The adage, “Ask forgiveness, not permission,” is one extreme version of this, encouraging you to bias towards taking responsibility and risk disappointing someone, in order to seize an opportunity you notice and don’t have time to wait around for. If you’re risk averse, this is best applied towards small changes, nothing you wouldn’t be able to back away from or explain to other people.
Over a year ago, I highlighted a mental model I called the four inner beings of a writer—drawing inspiration from Susan Sontag and professor Betty Flowers, the latter of which I also highlight in my book Creative Doing.
The action driven by chaotic energy, unrestricted by permission, is best left up to the aspect of you that Sontag and Flowers call the moron and the madman respectively—two candid, albeit unflattering, names for the critical role of the playful, curious, inner child in the creative process.
However, this aspect of your personality is only one of the four.
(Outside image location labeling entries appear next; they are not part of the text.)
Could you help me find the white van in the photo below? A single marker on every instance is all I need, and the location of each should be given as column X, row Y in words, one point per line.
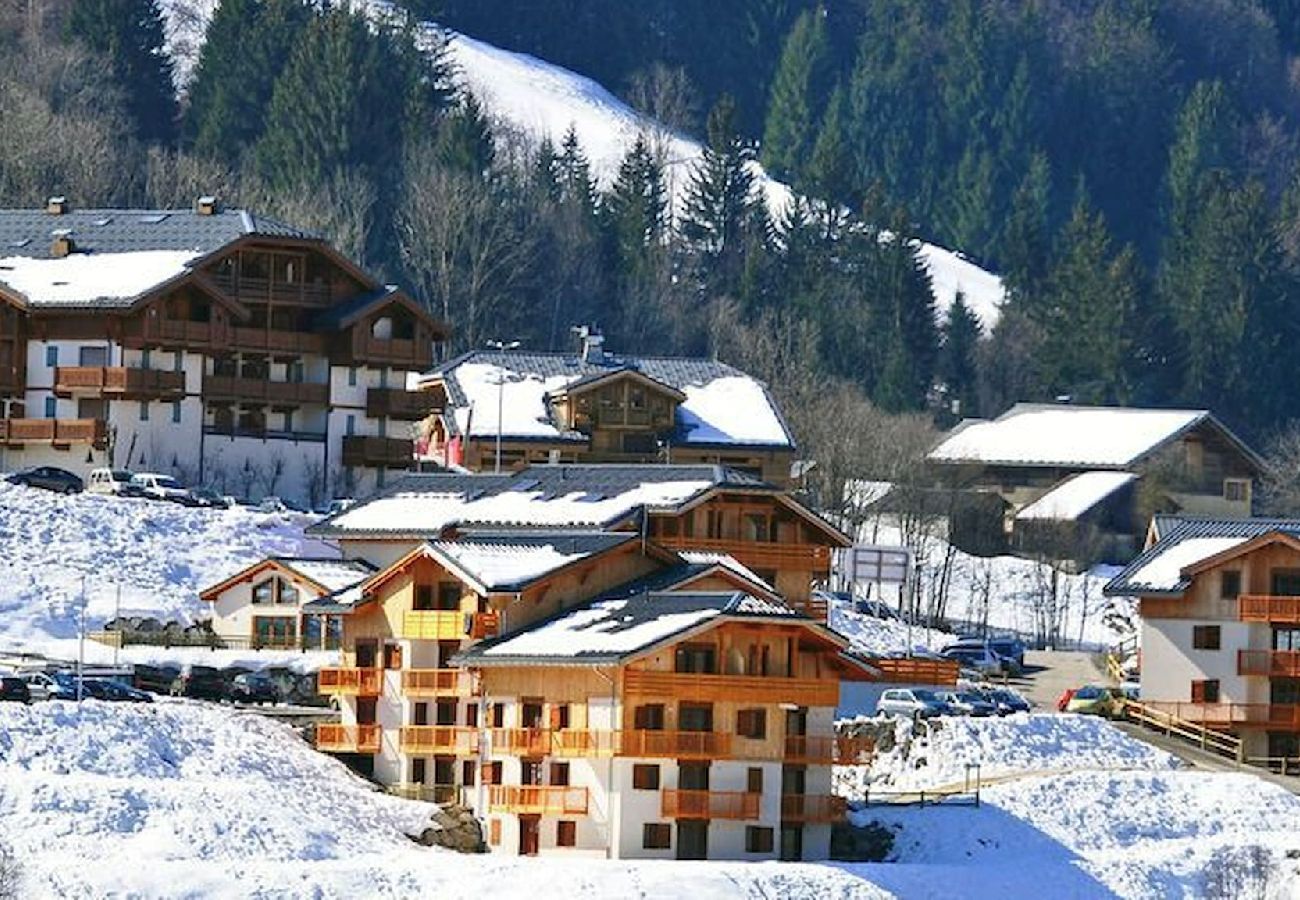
column 111, row 481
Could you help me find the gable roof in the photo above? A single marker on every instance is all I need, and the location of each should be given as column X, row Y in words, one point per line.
column 1186, row 542
column 722, row 406
column 614, row 630
column 1093, row 437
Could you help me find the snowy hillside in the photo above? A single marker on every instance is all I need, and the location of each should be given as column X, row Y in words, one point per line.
column 160, row 554
column 544, row 100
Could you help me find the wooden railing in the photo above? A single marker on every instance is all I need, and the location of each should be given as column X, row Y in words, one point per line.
column 455, row 739
column 757, row 554
column 351, row 682
column 739, row 688
column 381, row 451
column 914, row 670
column 347, row 738
column 399, row 403
column 709, row 804
column 117, row 380
column 676, row 744
column 1268, row 608
column 235, row 389
column 813, row 808
column 1277, row 663
column 53, row 431
column 437, row 683
column 538, row 800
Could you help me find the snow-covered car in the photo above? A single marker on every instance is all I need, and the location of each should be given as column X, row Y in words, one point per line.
column 163, row 487
column 910, row 702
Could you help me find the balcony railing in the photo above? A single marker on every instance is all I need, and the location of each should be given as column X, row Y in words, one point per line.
column 453, row 739
column 351, row 682
column 399, row 403
column 757, row 554
column 222, row 388
column 347, row 738
column 739, row 688
column 709, row 804
column 538, row 800
column 117, row 381
column 378, row 451
column 437, row 683
column 813, row 808
column 53, row 431
column 1268, row 608
column 676, row 744
column 447, row 624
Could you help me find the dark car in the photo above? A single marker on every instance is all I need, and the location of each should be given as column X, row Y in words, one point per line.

Even as your moron/madman aspect grows stronger, it will inevitably clash with the other aspects; the stylist/carpenter, the critic/judge, the architect.
This is when deliberately seeking out permission—not just asking for it, actively searching for it (and, very occasionally, demanding it)—is most effective. It rallies the rest of your subconscious mind to actually buy into and believe what your moron/madman is trying to suggest, and you’re able to take action in a less confused way. You will be consistent.
On the occasions you do find permission—and you will, through the frequency illusion or dépaysement!—these new pieces of information can create lasting permanent changes. You’ll find you no longer have to put forward so much effort to convincing yourself—or other people—that what you’re doing makes sense.
To me, this permission doesn’t have to come from someone. It can show up as evidence I find in my reading, conversations, or listening to people. For me, some recent pieces include:
- When a conversation with friends recently shifted to the topic of work, they mentioned not worrying about stepping on toes in order to get things done in a team; optimizing for impact and outcomes, making sure to communicate, while also not following processes perfectly. While this sounds obvious enough, it resonated with me; I have worked mostly as an entrepreneur where I largely didn’t need permission from anyone, so it requires some adjustment and practice.
- I’ve read or listened to 50 Cent’s memoir over five times now, and learned how he prioritized living a clean lifestyle, including abstaining from alcohol and drugs, and preserving his body through working out and eating clean. I no longer experience conflict or embarrassment when I decline drinks; I know I’ll feel better about the decision later that night, and definitely in the morning. In the long run, I also know that my body—particularly my stomach, in my case—will take better care of me in the future as I take better care of it now.
- After several years of trying to write notes on index cards, and believing there must be a better option, I finally started making it work after skimming How to Take Smart Notes. In It’s About Damn Time, Arlan Hamilton writes, “I didn’t go to college, and everything I knew about venture capital I learned myself, at home, with a whiteboard, handmade index cards, and that blow-up mattress.” It was inspiring for me to learn that being efficient wasn’t the goal; developing expertise, at any speed, was. Forget trying to do it a new way or finding a lifehack or shortcut; take the longcut.
It’s an advantage to get permission from people; treasure it, make sure you do something with it. In so many ways, they are making a deposit into your bank to take action (just like you make a deposit into your bank of confidence when you review positive memories).